GPUs All Grown-Up: Fully Device-Driven SpMV Using GPU Work Graphs
Fabian Wildgrube1, Pete Ehrett1, Paul Trojahn1, Richard Membarth2, 4, Bradford Beckmann1, Dominik Baumeister1, Matthäus Chajdas1, 3
1AMD 2Technische Hochschule Ingolstadt 3Intel 4DFKI
Accepted to ISCA ‘25: Proceedings of the 52nd Annual International Symposium on Computer Architecture
Abstract
Sparse matrix-vector multiplication (SpMV) is a key operation across high-performance computing, graph analytics, and many more applications. In these applications, the matrix characteristics, notably non-zero elements per row, can vary widely and impact which algorithm performs best. Thus, Graphics Processing Unit (GPU) SpMV algorithms often rely on costly preprocessing to determine what per-row algorithm to select to achieve high performance. In this work we combine SpMV preprocessing and the subsequent per-row processing on the GPU by leveraging the novel “Work Graphs” GPU programming model—initially designed for graphics applications—for dynamic on-device self-scheduling.
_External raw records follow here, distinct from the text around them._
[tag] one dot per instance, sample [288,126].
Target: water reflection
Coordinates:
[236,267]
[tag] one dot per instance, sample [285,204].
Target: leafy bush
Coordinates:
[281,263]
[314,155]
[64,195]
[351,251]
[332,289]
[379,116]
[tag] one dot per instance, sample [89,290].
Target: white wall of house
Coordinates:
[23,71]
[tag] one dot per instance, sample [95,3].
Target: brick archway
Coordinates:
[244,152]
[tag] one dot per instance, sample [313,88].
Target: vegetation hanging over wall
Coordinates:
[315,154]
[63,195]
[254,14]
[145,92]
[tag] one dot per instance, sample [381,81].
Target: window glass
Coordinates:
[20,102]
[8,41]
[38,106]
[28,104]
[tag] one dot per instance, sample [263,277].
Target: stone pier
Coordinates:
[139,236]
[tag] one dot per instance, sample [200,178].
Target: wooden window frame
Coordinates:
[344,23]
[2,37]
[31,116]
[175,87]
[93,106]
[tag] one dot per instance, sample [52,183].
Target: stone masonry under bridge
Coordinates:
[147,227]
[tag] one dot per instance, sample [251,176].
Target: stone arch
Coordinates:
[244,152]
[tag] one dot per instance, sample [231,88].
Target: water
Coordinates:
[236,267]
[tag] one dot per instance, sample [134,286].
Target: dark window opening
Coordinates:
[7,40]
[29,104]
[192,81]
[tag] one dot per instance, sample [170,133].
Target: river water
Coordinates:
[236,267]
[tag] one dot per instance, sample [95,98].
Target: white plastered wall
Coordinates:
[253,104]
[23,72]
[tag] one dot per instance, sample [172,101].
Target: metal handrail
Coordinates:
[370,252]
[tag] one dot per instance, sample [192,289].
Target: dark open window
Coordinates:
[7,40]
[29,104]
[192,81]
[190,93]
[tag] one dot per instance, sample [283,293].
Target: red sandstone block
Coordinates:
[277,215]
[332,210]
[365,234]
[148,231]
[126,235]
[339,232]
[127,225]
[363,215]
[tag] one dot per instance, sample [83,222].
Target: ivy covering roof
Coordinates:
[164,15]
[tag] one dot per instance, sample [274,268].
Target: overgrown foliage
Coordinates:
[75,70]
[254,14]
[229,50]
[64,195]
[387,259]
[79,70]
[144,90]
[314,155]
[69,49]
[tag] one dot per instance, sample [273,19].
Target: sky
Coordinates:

Work Graphs allow for fine-grain dataflow execution of individual workgroups using emerging hardware and firmware support. As soon as preprocessing has generated sufficient work, workgroups of individual processing kernels are self-scheduled and executed, interleaved with those of other kernels. This improves cache locality and eliminates host interaction altogether.
Across a suite of 59 sparse matrices, the best of various novel Work Graphs SpMV implementations outperforms state-of-the-art rocSPARSE “LRB” for a single SpMV by up to 7.19× (mean: 3.35×, SD: 1.89). Furthermore, it achieves much more stable performance across various sparsity patterns than the rocSPARSE CSR-General algorithm, and even beats the advanced rocSPARSE CSR-Adaptive algorithm for up to 92 consecutive SpMV calculations. In addition, compared to rocSPARSE LRB, it reduces code complexity by 75%. Its memory footprint for supporting data structures is a fixed ∼25 MiB independent of matrix size, compared to rocSPARSE LRB’s data structures that scale with matrix size to hundreds of megabytes. Overall, this work showcases the performance potential of emerging dynamic on-device scheduling techniques for GPU compute applications.